Arvind Subramanian and Devesh Kapur on India’s Precocious Development Odyssey
Why It Matters
The analysis shows how India’s early democracy has both insulated its economy from crises and enabled elite‑driven subsidy capture, offering crucial lessons for other developing nations seeking growth without sacrificing inclusive governance.
Key Takeaways
- •India's early universal franchise shaped its political and economic trajectory.
- •Democratic pressures led to uneven land reforms and delayed subsidies.

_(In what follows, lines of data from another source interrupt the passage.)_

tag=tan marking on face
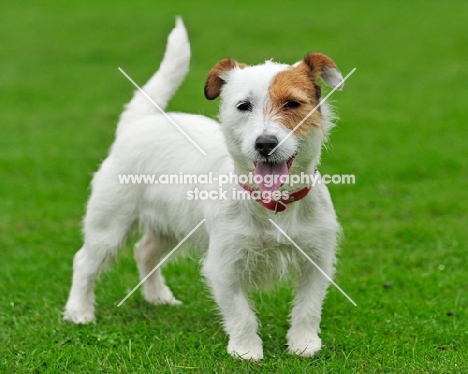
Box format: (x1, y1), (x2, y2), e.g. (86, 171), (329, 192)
(268, 61), (322, 136)
(205, 58), (247, 100)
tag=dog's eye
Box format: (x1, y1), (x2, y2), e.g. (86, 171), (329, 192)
(236, 101), (252, 112)
(283, 100), (301, 109)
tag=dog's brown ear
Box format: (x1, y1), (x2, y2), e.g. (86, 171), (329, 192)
(303, 53), (344, 90)
(205, 58), (247, 100)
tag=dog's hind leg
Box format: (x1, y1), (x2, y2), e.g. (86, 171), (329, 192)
(135, 231), (181, 305)
(64, 162), (136, 323)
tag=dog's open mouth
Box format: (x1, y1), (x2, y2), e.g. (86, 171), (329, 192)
(254, 155), (296, 192)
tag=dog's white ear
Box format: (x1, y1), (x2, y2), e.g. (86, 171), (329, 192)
(303, 53), (344, 90)
(205, 58), (247, 100)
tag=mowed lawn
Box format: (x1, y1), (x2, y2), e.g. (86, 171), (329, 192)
(0, 0), (468, 374)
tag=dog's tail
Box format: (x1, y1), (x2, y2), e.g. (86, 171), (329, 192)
(121, 17), (190, 128)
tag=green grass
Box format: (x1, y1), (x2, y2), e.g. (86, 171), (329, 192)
(0, 0), (468, 374)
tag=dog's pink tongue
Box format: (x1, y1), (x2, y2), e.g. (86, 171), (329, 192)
(254, 162), (289, 192)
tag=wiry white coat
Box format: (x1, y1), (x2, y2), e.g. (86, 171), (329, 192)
(65, 19), (339, 360)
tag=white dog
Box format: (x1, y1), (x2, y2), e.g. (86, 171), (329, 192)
(64, 19), (342, 360)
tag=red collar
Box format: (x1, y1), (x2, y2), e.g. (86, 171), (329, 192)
(239, 183), (312, 213)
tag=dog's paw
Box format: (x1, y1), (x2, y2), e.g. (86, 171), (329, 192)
(144, 286), (182, 305)
(228, 335), (263, 361)
(63, 304), (94, 324)
(288, 333), (322, 357)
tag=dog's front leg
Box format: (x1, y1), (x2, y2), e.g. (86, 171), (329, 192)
(287, 258), (334, 357)
(203, 246), (263, 361)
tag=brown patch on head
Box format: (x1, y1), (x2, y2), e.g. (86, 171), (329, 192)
(205, 58), (247, 100)
(269, 53), (341, 136)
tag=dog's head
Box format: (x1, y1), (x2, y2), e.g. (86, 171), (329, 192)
(205, 53), (342, 190)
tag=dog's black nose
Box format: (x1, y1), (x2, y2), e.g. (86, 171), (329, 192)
(255, 135), (278, 157)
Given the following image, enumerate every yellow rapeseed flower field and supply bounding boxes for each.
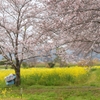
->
[0,66,87,81]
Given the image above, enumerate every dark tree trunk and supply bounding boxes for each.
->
[15,65,21,86]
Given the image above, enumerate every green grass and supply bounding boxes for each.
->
[0,85,100,100]
[0,68,100,100]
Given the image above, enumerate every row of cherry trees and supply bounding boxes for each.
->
[0,0,100,86]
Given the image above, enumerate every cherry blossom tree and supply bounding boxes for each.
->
[44,0,100,59]
[0,0,54,86]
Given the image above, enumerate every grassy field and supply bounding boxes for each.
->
[0,67,100,100]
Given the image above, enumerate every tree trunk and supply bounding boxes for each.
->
[15,65,21,86]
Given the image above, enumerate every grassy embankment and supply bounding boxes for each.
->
[0,67,100,100]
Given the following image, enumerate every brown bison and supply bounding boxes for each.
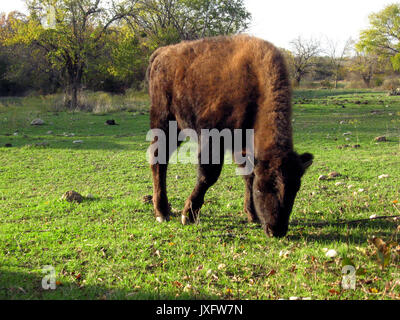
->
[148,35,313,237]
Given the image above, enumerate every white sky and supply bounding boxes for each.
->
[0,0,399,48]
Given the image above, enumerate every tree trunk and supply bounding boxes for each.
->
[64,66,83,110]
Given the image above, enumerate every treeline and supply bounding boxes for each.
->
[0,0,400,108]
[0,0,250,108]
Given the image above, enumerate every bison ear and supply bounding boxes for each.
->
[300,153,314,171]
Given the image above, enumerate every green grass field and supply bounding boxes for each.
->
[0,90,400,299]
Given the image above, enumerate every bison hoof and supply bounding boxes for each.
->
[181,215,192,226]
[156,217,169,223]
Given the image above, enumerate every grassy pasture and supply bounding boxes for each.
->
[0,90,400,299]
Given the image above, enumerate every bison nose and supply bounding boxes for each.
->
[264,224,288,238]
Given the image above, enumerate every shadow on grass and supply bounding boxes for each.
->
[0,269,217,300]
[0,138,133,150]
[197,217,397,244]
[293,89,380,99]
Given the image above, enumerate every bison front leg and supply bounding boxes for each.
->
[151,164,170,222]
[182,163,223,225]
[243,174,260,223]
[151,121,180,222]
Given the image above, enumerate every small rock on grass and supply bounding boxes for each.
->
[318,175,328,181]
[31,118,44,126]
[61,190,83,203]
[329,171,341,178]
[325,249,337,258]
[142,195,153,204]
[375,136,388,142]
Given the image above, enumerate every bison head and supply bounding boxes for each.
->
[253,152,313,237]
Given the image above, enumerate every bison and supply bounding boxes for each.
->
[147,35,313,237]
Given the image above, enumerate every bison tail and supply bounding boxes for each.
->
[146,48,162,84]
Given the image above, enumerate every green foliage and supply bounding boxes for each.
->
[356,4,400,70]
[0,90,400,300]
[132,0,251,46]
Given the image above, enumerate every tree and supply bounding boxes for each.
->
[349,50,383,88]
[290,37,321,85]
[327,39,352,89]
[132,0,251,46]
[3,0,138,109]
[357,4,400,70]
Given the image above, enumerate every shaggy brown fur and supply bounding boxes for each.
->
[148,35,312,236]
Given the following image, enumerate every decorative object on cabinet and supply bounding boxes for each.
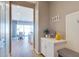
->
[43,29,50,37]
[41,37,66,57]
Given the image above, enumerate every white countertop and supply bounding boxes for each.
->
[41,37,66,43]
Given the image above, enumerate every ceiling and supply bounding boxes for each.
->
[12,4,33,22]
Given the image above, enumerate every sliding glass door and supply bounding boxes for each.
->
[0,2,9,57]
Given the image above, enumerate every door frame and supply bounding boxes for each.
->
[9,1,35,56]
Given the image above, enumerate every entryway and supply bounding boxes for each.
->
[11,2,35,57]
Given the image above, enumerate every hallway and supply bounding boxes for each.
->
[12,37,42,57]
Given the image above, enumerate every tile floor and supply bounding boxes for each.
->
[12,38,43,57]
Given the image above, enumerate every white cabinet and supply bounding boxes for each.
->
[41,38,54,57]
[41,38,66,57]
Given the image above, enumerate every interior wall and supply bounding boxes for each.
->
[49,1,79,39]
[35,1,49,53]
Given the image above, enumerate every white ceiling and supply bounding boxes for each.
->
[12,5,33,21]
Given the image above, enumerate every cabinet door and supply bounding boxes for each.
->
[46,39,54,57]
[41,39,46,56]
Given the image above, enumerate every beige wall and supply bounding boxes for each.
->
[35,2,49,52]
[49,1,79,38]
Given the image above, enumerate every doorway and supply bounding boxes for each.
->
[11,4,34,57]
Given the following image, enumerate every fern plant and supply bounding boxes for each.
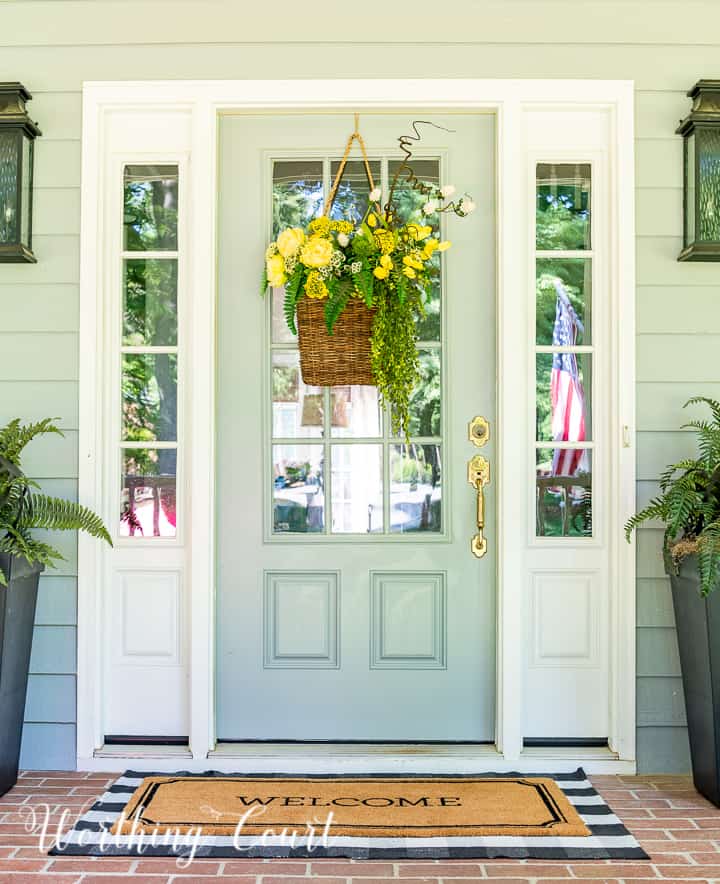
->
[625,396,720,596]
[0,418,112,585]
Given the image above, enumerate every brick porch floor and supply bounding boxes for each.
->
[0,771,720,884]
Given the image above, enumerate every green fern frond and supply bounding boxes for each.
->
[23,494,112,546]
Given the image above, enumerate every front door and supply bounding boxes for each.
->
[216,109,497,742]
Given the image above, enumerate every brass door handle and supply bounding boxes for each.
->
[468,454,490,559]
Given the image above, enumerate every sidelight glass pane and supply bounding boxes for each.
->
[330,385,381,439]
[123,258,177,347]
[535,163,591,249]
[535,353,592,442]
[331,445,383,534]
[328,160,381,224]
[272,445,325,534]
[122,353,177,442]
[390,442,442,534]
[0,129,20,243]
[535,448,593,537]
[410,349,442,436]
[124,166,178,252]
[272,350,324,439]
[695,126,720,242]
[535,258,592,347]
[272,159,323,237]
[120,448,177,537]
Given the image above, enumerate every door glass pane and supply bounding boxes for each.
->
[535,258,592,347]
[536,353,592,442]
[273,159,323,238]
[410,349,442,436]
[535,163,591,249]
[272,350,324,439]
[123,258,177,347]
[330,385,380,439]
[328,160,380,224]
[122,353,177,442]
[0,129,20,243]
[535,448,592,537]
[332,445,383,534]
[390,443,442,534]
[124,166,178,252]
[272,445,325,534]
[120,448,177,537]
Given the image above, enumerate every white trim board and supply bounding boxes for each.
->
[77,79,635,772]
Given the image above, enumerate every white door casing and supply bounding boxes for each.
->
[78,80,635,770]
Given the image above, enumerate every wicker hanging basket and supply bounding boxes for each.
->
[297,114,376,387]
[297,298,376,387]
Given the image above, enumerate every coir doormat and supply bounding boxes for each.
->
[51,769,647,859]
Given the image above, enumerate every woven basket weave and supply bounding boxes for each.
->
[297,297,375,387]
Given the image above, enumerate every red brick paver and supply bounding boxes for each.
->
[0,771,720,884]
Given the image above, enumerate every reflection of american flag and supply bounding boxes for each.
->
[550,280,585,476]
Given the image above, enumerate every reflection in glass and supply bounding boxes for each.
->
[410,349,441,436]
[535,353,592,442]
[0,130,19,243]
[535,163,590,249]
[122,353,177,442]
[272,445,325,534]
[330,385,380,439]
[120,448,177,537]
[273,160,323,237]
[390,442,442,534]
[332,445,383,534]
[272,350,324,439]
[123,258,177,347]
[535,448,593,537]
[124,166,178,252]
[328,160,380,224]
[535,258,592,347]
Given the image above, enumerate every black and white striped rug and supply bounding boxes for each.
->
[50,768,648,860]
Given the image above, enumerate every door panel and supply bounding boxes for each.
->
[216,114,495,741]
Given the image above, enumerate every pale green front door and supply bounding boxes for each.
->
[214,109,496,742]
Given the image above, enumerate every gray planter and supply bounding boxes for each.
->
[670,557,720,807]
[0,553,42,795]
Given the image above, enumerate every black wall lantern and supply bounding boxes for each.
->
[675,80,720,261]
[0,83,42,263]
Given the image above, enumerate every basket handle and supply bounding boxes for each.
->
[323,114,375,215]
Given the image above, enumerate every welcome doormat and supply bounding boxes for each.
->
[51,769,647,859]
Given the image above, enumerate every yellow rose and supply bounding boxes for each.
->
[300,236,333,267]
[277,227,305,258]
[265,254,287,288]
[305,270,329,298]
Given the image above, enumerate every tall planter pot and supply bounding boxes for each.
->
[670,556,720,807]
[0,553,42,795]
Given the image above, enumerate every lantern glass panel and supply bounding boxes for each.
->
[20,135,33,248]
[0,129,20,244]
[697,127,720,242]
[684,132,697,246]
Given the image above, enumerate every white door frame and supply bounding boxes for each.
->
[77,79,635,772]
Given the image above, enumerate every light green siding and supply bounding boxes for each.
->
[0,0,720,771]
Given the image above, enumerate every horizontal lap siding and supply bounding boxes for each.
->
[0,31,708,771]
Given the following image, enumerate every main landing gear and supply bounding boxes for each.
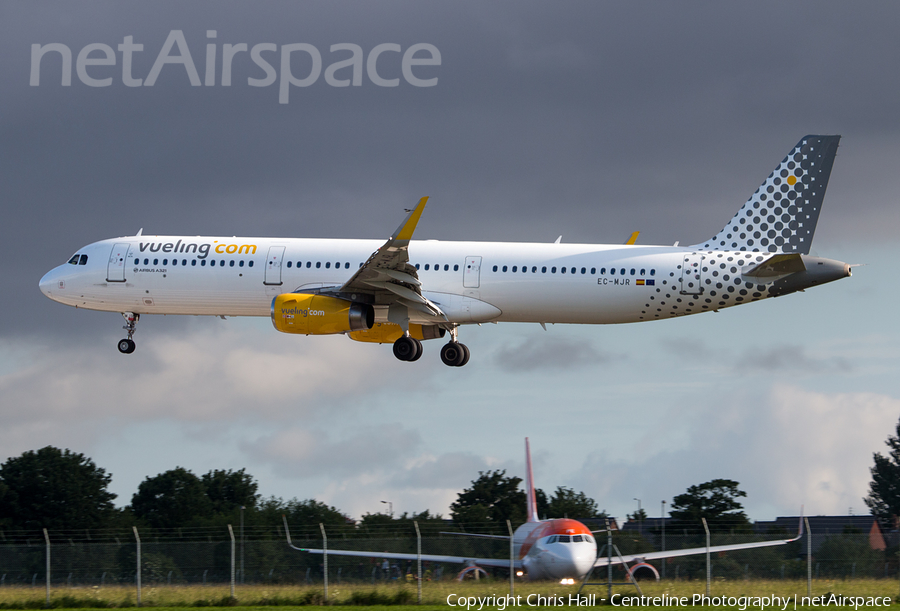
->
[394,335,422,361]
[119,312,141,354]
[394,327,469,367]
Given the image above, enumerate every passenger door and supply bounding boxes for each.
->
[106,244,128,282]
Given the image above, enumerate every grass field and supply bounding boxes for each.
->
[0,579,900,611]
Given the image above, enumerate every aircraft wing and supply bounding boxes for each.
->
[323,197,447,322]
[291,545,522,569]
[594,519,803,567]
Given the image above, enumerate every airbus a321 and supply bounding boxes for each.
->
[285,437,803,583]
[40,136,850,367]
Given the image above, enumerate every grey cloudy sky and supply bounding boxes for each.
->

- •India avoided hyperinflation, attributing stability to democratic accountability.
- •Fiscal subsidies disproportionately benefit wealthy farmers and households.
- •Clientelism and interest-group politics distort redistribution despite democratic intent.
Summary
The conversation centers on Arvind Subramanian and Devesh Kapur’s new book, *Sixth of Humanity: Independent India’s Development Odyssey*. The authors trace India’s 75‑year journey, emphasizing how the nation’s decision to adopt universal adult franchise at independence set a uniquely precocious democratic path that has influenced every subsequent economic and political choice.
Key insights include the paradox that democracy both enabled and constrained policy. Early democratic pressures slowed land reforms and delayed critical subsidies such as fertilizer and electricity, while the licensing‑driven industrial strategy reflected a distinct, orthogonal choice rather than a simple import‑substitution model. Despite these quirks, India has avoided hyperinflation and severe fiscal crises, a stability the authors attribute to the accountability mechanisms inherent in a vibrant democracy.
The authors cite vivid examples: Khrushchev’s 1950s “we will bury you” rhetoric to illustrate global ideological competition, India’s low incidence of mass violence compared with other plural societies, and the striking fact that 60‑70% of fertilizer and power subsidies flow to the richest 5% of farmers and households. They argue that clientelism and entrenched interest groups, not democracy per se, drive this skewed redistribution.
Implications are profound for policymakers and investors. India’s democratic framework has proved a fiscal anchor, limiting inflationary shocks and fostering long‑term stability, yet the same system permits elite capture that distorts welfare outcomes. Understanding this duality is essential for designing reforms that preserve democratic resilience while curbing clientelist redistribution in emerging economies.